The highlight for me was finding out that the beautiful Rachel Weisz (The Mummy Returns) and the sizzling Elizabeth Banks (Zach and Miri Make a Porno) were in the movie, although both had very little to do, regrettably. However, we must endure Banks in a cleavage-friendly North Pole outfit – so that’s a hurdle. Spacey is still at his malevolent best, channeling a little of his fantastic Lex Luthor persona from Superman Returns; and Paul Giamatti – who I respect to no end after Shoot ‘Em Up – is a fantastic Santa Claus, and he’s at his best towards the film’s last twenty as Fred and Nicholas are at each other’s throats. Those were some good family sequences, such as when there is an ‘intervention’ on Fred’s behalf. Vaughn doesn’t seem to be at his best, unfortunately, and merely paychecks a role.

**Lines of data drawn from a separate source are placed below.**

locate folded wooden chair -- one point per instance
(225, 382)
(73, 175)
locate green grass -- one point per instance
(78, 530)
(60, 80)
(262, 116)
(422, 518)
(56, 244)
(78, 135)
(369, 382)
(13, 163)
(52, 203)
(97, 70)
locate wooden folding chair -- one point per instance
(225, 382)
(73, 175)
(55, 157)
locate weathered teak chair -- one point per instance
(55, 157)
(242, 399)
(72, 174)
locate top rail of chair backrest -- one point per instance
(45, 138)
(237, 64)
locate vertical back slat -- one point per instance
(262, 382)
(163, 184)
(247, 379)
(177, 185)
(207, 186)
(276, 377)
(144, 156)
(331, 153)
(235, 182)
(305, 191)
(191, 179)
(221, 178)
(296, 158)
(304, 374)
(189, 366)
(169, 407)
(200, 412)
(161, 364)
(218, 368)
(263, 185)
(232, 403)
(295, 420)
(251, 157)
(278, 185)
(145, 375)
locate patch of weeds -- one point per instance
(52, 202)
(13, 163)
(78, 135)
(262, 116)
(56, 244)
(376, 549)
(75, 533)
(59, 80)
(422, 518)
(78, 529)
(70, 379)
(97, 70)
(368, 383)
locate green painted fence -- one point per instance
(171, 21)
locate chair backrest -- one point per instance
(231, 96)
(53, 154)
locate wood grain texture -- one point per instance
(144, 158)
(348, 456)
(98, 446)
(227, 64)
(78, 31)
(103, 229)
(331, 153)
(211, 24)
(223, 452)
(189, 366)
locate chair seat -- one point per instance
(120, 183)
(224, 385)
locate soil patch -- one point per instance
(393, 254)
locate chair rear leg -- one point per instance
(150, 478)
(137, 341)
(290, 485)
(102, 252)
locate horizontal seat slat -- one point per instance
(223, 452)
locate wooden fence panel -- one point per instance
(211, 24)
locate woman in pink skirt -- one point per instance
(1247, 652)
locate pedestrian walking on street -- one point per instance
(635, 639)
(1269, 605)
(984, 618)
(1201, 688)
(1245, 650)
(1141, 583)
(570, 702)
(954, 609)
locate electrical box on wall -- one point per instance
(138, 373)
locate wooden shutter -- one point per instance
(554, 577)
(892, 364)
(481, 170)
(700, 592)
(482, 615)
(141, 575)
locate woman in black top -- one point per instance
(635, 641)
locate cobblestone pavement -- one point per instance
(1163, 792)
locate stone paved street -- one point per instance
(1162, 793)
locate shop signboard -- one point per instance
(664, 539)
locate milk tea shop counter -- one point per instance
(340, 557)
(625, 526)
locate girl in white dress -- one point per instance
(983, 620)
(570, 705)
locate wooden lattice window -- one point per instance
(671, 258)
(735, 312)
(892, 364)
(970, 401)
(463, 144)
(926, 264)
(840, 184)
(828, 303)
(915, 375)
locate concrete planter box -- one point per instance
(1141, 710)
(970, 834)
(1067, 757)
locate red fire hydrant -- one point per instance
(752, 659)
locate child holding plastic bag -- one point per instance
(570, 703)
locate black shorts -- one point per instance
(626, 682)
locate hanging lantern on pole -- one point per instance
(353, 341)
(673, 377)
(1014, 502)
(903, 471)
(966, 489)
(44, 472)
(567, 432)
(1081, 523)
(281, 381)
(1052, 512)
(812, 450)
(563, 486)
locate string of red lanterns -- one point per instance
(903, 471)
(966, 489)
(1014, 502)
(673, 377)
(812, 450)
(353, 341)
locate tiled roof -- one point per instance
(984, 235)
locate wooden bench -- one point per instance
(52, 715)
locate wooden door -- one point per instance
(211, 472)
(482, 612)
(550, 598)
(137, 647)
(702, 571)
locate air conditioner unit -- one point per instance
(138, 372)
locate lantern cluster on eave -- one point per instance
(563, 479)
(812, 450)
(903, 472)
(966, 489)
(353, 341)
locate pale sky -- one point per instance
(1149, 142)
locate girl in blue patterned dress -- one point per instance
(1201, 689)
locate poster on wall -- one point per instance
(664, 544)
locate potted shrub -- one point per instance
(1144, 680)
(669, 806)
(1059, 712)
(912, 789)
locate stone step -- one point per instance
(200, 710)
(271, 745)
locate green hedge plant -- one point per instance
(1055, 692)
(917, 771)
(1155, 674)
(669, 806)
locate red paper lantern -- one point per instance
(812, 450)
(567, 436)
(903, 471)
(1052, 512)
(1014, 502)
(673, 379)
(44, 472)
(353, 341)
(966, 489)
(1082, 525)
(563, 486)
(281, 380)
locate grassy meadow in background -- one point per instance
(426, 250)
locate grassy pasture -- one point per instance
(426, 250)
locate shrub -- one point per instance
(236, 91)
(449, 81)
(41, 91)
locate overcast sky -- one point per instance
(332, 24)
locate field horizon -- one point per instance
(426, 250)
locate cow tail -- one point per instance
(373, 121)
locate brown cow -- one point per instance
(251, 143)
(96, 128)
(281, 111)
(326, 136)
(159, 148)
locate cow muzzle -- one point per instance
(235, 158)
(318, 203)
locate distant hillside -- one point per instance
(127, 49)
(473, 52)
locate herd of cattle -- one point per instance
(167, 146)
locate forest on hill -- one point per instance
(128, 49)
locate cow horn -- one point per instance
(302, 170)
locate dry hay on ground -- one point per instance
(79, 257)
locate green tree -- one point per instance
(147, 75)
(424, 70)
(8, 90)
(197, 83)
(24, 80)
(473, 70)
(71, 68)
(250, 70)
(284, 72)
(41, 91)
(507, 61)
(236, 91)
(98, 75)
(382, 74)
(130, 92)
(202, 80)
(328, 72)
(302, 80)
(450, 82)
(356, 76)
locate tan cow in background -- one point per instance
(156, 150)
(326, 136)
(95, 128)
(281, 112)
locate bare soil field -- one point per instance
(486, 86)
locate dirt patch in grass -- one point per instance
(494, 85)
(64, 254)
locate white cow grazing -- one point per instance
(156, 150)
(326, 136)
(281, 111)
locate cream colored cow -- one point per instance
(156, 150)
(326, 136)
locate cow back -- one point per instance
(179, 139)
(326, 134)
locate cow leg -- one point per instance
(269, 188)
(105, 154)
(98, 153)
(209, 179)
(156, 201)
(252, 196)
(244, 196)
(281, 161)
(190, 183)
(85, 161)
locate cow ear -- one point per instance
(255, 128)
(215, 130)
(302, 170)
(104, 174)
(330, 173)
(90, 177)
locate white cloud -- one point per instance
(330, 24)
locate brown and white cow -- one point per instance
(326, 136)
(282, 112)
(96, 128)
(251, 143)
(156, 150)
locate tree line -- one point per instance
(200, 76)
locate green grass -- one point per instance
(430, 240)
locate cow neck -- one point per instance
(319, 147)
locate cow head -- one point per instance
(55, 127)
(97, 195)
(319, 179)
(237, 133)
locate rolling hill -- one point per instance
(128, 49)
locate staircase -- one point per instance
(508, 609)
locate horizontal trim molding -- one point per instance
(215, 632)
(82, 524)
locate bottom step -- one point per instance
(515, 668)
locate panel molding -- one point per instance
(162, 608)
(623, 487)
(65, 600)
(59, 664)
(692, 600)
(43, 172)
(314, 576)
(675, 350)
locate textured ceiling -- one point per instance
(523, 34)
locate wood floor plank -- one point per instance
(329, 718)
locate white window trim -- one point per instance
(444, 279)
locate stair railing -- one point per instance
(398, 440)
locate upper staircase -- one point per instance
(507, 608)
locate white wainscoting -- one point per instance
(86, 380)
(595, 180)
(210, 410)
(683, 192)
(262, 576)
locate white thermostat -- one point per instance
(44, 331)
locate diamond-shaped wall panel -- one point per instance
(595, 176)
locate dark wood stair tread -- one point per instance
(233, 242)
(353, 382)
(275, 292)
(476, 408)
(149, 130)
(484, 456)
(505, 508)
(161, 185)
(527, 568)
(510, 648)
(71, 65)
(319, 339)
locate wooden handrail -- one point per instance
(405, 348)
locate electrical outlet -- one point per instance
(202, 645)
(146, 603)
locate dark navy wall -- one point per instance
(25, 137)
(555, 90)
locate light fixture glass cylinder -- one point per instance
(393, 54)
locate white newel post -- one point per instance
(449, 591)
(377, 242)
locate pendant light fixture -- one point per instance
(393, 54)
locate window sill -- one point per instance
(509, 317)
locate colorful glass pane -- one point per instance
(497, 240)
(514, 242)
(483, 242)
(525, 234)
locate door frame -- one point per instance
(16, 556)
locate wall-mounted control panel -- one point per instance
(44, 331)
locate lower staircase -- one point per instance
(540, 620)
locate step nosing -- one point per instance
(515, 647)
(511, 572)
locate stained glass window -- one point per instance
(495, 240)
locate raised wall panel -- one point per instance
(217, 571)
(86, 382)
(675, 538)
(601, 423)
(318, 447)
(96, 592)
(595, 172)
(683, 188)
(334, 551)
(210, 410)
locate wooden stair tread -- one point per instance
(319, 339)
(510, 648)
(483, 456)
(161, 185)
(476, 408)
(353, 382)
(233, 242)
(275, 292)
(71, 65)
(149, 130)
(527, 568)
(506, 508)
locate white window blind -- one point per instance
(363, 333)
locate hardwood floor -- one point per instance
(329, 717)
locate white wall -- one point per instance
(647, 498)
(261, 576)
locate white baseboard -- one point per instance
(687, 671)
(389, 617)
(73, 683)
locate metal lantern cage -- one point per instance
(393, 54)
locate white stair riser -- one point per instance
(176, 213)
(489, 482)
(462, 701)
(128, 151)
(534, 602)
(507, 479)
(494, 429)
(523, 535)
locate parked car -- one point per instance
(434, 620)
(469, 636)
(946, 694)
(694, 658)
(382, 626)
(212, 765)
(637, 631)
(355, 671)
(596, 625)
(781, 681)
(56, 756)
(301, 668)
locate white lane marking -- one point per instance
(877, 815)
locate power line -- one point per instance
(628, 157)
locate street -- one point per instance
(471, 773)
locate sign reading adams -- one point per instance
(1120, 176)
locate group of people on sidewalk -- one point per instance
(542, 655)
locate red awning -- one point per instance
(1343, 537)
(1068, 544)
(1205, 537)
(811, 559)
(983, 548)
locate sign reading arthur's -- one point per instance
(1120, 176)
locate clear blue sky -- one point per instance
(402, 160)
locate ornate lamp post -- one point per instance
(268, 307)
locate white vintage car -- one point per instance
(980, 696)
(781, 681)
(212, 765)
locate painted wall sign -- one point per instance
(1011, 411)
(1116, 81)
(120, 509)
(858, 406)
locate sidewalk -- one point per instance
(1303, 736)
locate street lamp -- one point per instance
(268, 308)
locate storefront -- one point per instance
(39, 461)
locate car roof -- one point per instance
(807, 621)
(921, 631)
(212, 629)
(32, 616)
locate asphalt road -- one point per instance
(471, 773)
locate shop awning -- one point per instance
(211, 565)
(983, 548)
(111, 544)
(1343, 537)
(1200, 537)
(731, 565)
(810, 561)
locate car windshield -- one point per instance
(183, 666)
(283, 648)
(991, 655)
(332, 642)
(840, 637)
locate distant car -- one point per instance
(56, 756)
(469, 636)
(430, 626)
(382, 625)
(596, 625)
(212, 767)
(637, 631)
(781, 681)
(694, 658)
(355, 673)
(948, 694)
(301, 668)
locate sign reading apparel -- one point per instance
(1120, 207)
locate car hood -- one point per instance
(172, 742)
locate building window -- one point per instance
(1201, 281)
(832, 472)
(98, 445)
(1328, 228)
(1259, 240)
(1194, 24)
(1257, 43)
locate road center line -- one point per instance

It is unfortunate that the once powerful Vaughn has only been seen in holiday flicks in the past two years.
Overall, Fred Claus offers a different Christmas movie to watch in lieu of the tired classics of Home Alone and A Christmas Story, although it lacks those film’s intelligence and enjoyment. The film picks up speed in its final thirty minutes as you become slightly engaged in what’s going to happen next, even though the answer is as obvious as ‘What does Superman look like?’ (Sorry, I’m not sure why I have the Kryptonian dude on my mind lately), so that’s a nice positive. The movie is lacking in chuckles, but at the very least, you’ll have a good time (even thought it drags here and there, but I digress).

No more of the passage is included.